Mesures restrictives pour les mairies
Les mairies n’auront plus de prérogatives ni de compétence sur les projets de transformation urbaine ni sur les plans de construction. Tout comme pour les questions sociales, les maires devront obtenir l’approbation des ministères concernés. Idem pour les appels d’offres, les achats d’équipements et d’infrastructures. Seules prérogatives maintenues d’après le projet de loi : le ramassage des poubelles, la gestion des stationnements et le nettoyage des rues.
Jamais, en dehors des premières années de la République et des coups d’Etats militaires, autant de mesures restrictives n’ont été envisagées à l’égard des mairies. Depuis l’arrivée au pouvoir, en 2002, de la formation de Recep Tayyip Erdogan, le Parti de la justice et du développement, l’AKP, les municipalités ont certes bénéficié de ressources financières accrues, mais elles ont vu leur tutelle politique renforcée. L’opposition, qui voit dans le nouveau texte un renforcement de la mainmise politique, l’a baptisé : « La réorganisation Imamoglu. »

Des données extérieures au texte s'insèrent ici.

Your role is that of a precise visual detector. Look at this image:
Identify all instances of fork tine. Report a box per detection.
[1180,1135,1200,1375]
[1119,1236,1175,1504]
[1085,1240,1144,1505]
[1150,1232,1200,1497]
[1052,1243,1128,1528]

Le 26 mai devait se tenir une audience au tribunal d’Ankara au sujet de malversations supposées au sein du CHP. Fin mars, le parquet général d’Ankara avait ouvert une enquête sur le 38e congrès du parti de novembre 2023. Celui-ci aurait couvert « des achats de votes contre de l’argent ». La formation fondée par Mustafa Kemal, premier président turc, au pouvoir de 1923 à 1938, risque la mise en place d’un administrateur de l’Etat, en lieu et place de son président actuel, Özgür Özel, et de ses équipes. L’audience a été reportée au 30 juin.